1      Klemperer, Victor. LTI. Notizen eines Philologen. Leipzig 1987 (Erstveröffentlichung 1946): 21.

II. »Worte können sein wie winzige Arsendosen.«[1]Rassismus in Gesellschaft und Sprache[2]

Susan Arndt, Antje Hornscheidt

1. Rassismus und Kolonialismus

In der Ära des transatlantischen Sklavenhandels und Kolonialismus bedurften die europäischen Kolonialmächte einer Rechtfertigungsideologie für ihre Politik der Eroberung, Ausbeutung, Unterdrückung und Gewaltherrschaft. Schließlich verletzte diese Praxis die neu formulierten und vom Bürgertum deklarierten Ideale von »Freiheit«, »Gleichheit« und »Solidarität«. Vor diesem historischen Hintergrund kam es im Zeitalter der Aufklärung zur Erfindung und Hierarchisierung menschlicher → »Rassen« – ein Prozess der gemeinhin als Formierung des Rassismus angesehen wird.

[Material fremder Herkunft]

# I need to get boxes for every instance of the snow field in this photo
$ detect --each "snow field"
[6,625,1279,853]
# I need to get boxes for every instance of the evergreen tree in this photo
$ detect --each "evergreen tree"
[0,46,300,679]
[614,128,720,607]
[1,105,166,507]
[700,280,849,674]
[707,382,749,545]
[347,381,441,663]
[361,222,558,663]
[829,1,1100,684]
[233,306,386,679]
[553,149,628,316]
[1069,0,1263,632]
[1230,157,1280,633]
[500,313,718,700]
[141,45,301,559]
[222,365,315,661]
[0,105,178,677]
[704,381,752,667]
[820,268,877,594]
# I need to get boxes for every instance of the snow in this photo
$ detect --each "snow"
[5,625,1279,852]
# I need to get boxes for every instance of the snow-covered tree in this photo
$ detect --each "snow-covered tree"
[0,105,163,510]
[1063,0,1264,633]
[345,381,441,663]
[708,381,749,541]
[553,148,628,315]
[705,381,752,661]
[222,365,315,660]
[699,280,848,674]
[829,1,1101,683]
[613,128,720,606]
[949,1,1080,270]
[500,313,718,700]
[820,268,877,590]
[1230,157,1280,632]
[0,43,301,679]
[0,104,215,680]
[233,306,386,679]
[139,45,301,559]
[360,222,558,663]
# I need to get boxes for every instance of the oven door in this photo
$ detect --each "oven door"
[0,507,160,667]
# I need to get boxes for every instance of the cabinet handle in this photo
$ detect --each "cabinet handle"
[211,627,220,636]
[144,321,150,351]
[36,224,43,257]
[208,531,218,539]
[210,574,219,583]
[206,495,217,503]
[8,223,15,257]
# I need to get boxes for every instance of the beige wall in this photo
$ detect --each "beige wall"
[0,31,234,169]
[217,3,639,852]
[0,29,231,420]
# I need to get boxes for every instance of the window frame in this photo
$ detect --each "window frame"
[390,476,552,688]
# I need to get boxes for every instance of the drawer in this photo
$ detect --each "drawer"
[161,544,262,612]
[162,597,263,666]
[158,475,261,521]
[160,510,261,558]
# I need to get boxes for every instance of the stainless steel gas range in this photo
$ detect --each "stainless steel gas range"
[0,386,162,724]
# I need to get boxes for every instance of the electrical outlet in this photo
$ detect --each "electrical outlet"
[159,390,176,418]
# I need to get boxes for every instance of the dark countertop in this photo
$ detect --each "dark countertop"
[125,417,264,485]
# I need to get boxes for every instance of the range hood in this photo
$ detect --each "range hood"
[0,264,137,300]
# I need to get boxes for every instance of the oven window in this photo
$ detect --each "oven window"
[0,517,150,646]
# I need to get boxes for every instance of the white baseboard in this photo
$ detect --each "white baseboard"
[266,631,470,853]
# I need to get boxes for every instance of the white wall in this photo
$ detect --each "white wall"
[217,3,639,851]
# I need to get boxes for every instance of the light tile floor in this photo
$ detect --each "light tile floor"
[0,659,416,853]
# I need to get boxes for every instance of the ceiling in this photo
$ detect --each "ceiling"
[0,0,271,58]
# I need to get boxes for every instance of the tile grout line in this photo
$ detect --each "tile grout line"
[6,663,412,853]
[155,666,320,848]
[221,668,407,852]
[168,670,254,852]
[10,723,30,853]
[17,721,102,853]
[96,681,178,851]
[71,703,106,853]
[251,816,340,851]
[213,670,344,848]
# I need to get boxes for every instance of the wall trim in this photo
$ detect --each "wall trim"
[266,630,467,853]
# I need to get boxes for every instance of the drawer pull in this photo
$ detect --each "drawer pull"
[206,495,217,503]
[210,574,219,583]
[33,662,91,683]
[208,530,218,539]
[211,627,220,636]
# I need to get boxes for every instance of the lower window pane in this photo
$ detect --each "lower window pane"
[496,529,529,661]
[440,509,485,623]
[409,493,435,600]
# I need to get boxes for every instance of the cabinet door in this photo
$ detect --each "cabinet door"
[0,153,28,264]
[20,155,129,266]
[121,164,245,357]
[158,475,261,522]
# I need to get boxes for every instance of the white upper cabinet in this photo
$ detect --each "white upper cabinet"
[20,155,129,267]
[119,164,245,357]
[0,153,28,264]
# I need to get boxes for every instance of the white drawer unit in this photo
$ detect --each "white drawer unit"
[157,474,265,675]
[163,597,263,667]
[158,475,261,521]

Diese ins 17. Jahrhundert zurückreichende »Erfindung« bot letztlich auch die Grundlage für moderne Genozide, die im deutschen Kontext ihren Anfang 1904 nahmen, als die deutsche Kolonialmacht planmäßig und zielgerichtet danach strebte, die Hereros und Namas zu vernichten.

Rassismus kann als Komplex von Einstellungen – Gefühlen, Vorurteilen, Vorstellungen – und Handlungen beschrieben werden, die darauf beruhen, dass Weiße ausgehend von »Rassentheorien«, die den Anspruch auf Wissenschaftlichkeit erhoben haben, aus einer Vielzahl von zumeist visuell sichtbaren körperlichen Merkmalen einzelne (wie etwa die Hautfarbe) selektieren, dichotomisieren und zu einem »natürlich gegebenen« und relevanten Kriterium der Unterscheidung erklären. Dabei werden den vermeintlich gegebenen, statischen und objektiven »Rassenmerkmalen« bestimmte soziale, kulturelle und religiöse Eigenschaften und Verhaltensmuster zugeschrieben. Die so hergestellten Unterschiede werden, wie Albert Memmi zeigte, in einem Prozess Weißer[3] hegemonialer Praxis verallgemeinert, verabsolutiert und gewertet. Ausgehend von einer konstruierten Normsetzung des »Eigenen« wurde das »Andere« erfunden und homogenisiert. Psychologisch und praktisch dient dieser Konstruktionskomplex Weißen dazu, unterschiedliche Macht- und Lebenschancen von Weißen und Schwarzen sowie Weiße Aggressionen und Privilegien zu legitimieren.[4] Stereotype Wahrnehmungen, die etwa Afrikaner/innen von Europäer/inne/n haben, besitzen nicht eine solche machtlegitimierende Ideologie. Wenn Weiße durch Schwarze markiert werden, dann ist das zwar eine Folge der Markierung und Diskriminierung, die von Weißen eingeführt wurde. Es handelt sich aber nicht um Rassismus, da dieser an den Besitz politischer, sozialer und ökonomischer Macht gebunden ist.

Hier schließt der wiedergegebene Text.